Expon Capital Partner Jérôme Wittamer dives into exponential growth & massive transformative purpose
There are the standard criteria that VCs use when surveying startups – an innovative idea, market potential, talented founders…Then there are Expon Capital’s criteria.
At the top of its checklist for potential investments you will find something called massive transformative purpose (MTP).
Having dedicated the last two years to setting up Luxembourg’s Digital Tech Fund, the team launched its own fund – Expon I – in June 2017, with MTP at its core.
A company can be promising, profitable and innovative, but its aspirations must extend beyond its own success if it hopes to get Expon I’s attention.
“This fund backs ambitious founders with bold ideas for solving hard, valuable problems that will have a meaningful impact on the world,” explained Jérôme Wittamer, Partner, Expon Capital.
This Luxembourg-based VC firm cares about the why. Is a company motivated by profit, by exciting tech or by the chance to positively impact industry, community or planet?
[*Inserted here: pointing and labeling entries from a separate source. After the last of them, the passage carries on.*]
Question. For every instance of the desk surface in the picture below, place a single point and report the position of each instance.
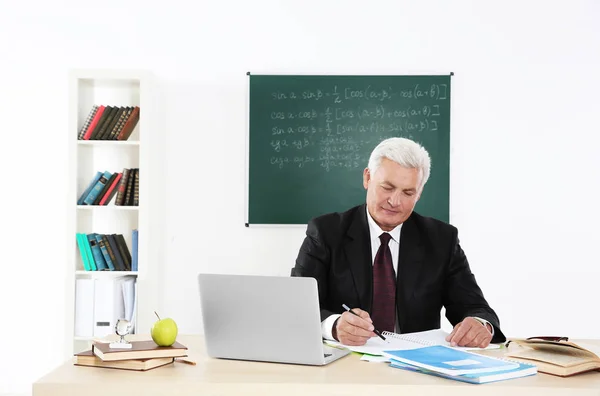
(345, 376)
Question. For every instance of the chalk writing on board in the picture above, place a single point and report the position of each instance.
(333, 133)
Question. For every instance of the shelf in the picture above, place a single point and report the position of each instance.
(104, 143)
(109, 207)
(106, 274)
(76, 338)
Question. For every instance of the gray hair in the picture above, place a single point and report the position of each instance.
(405, 153)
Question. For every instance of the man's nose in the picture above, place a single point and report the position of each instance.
(394, 199)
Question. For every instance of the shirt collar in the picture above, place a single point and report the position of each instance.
(375, 230)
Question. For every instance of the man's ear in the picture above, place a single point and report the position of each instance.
(366, 178)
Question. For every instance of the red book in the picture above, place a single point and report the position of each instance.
(94, 122)
(111, 190)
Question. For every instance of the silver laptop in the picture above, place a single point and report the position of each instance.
(264, 318)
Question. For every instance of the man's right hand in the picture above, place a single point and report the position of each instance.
(354, 330)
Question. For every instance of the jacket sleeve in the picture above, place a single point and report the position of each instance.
(462, 296)
(314, 261)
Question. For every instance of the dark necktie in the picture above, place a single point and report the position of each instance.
(384, 287)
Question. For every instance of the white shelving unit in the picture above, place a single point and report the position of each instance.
(142, 150)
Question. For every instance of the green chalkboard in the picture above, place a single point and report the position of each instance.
(310, 138)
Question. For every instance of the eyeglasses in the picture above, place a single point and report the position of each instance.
(543, 338)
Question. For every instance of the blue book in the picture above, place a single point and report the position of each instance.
(97, 189)
(89, 188)
(450, 361)
(524, 370)
(134, 248)
(103, 253)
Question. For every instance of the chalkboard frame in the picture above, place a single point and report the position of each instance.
(296, 74)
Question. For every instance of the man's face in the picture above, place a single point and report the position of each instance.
(392, 193)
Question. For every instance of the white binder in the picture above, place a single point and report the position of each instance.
(84, 308)
(108, 305)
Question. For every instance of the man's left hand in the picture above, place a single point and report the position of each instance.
(470, 333)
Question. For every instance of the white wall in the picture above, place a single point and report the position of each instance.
(525, 157)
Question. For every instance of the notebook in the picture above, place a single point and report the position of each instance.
(375, 345)
(524, 370)
(139, 350)
(450, 361)
(561, 358)
(87, 358)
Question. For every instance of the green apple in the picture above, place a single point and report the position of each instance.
(164, 331)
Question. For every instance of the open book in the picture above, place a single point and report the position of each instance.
(561, 358)
(376, 346)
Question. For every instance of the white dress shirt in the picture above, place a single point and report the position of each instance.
(394, 244)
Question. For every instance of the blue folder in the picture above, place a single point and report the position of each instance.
(524, 370)
(450, 361)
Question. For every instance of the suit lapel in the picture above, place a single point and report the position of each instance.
(410, 265)
(358, 255)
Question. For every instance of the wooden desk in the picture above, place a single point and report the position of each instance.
(347, 376)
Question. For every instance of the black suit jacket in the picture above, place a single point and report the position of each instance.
(433, 271)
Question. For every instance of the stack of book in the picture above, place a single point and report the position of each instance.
(109, 123)
(105, 185)
(143, 355)
(557, 355)
(108, 252)
(459, 365)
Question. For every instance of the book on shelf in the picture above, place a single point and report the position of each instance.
(109, 122)
(107, 252)
(557, 355)
(139, 350)
(87, 358)
(106, 185)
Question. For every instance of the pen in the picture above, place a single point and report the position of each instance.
(354, 313)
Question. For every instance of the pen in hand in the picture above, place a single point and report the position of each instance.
(354, 313)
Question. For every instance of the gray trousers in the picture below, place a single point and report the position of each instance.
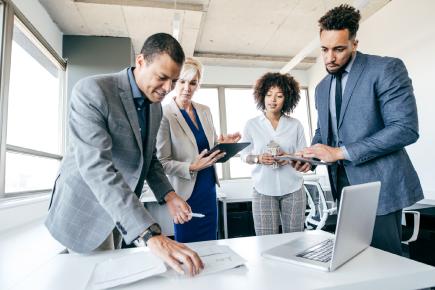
(271, 211)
The greater the purpose, the greater the motivation.
“Creating Expon Capital was really an opportunity for us to express our values – like a writer with a blank page”
“We want people who are on a mission to do something. This unites and inspires action and gives meaning to their work. It’s clearly aspirational,” he noted. “We’re looking at hugely profitable bets, but we add another dimension.”
Expon Capital’s commitment to MTP makes the selection process significantly more challenging. It is easier to find potentially profitable projects than to find those that can be both profitable and impactful.
“In the grand scheme of things, you have 100,000 new startups globally every year. Ninety-five percent don’t have the ambition to be global leaders and less than one percent combine that with a higher purpose, so we’re going after a miniscule subset,” he added.
Recognizing that technology has no inherent moral compass, the team vows to help steer technological advancements in a direction that aligns with its values. An innovative product that actively fosters negative behaviors – addictions, for example – would not earn Expon I’s consideration, no matter how high the potential for commercial success.
This resolute approach grew from the team members’ experiences as parents with children and from years spent working as investors and entrepreneurs.
“Creating Expon Capital was really an opportunity for us to express our values – like a writer with a blank page,” Wittamer explained. “People make the mistake of assuming VCs are all alike, but they are all unique because of the values that emerge from the individuals on their teams.”
“A few years ago, we saw that this era is a salient moment in history and we wanted to be at the heart of the action”
Each VC firm possesses its own traits and quirks. Offbeat questions, diverse opinions and a shared affinity for deep tech differentiate how Expon Capital operates. All four partners interact with each project and engage in tried and tested processes that reduce human bias when making decisions.
The team – Alain Rodermann, Marc Gendebien, Rodrigo Sepúlveda Schulz and Wittamer – came together in 2015 with a shared appreciation for exponential growth, specifically, the laws underlying the evolution of technology (e.g. Moore’s Law) and viral networks (e.g. Metcalfe’s Law).
Exponential growth became a guiding light that would (literally) define the firm.
“When we interview founders, we look for the presence of specific processes that are essential to the type of growth we call exponential,” Wittamer said.
The right combination of exponential genes – from self-provisioning interfaces and service delivery automation to social elements – will create enough momentum to launch a startup toward market dominance.
“A few years ago, we saw that this era is a salient moment in history and we wanted to be at the heart of the action. For us, this means being a VC because you get to see the whole innovation picture and choose who you want to back. As a founder, you don’t see the forest, just your tree,” he explained.
Since its launch, Expon I’s founding tenets have not wavered. If anything, they have taken stronger hold, as has the team’s resolve to earn money for its investors while striving to make the world a better place.
So far, four companies have managed to meet the fund’s uncommon standards: Tribe (video messaging), Spire (Big Data from space), Catalyte (job creation via AI) and Glose (education tech).
In five years from now, Expon Capital hopes to have backed around 25 exceptional companies – all with measurable impacts and substantial increases in valuation – while sticking to its promise to “be a force for good.”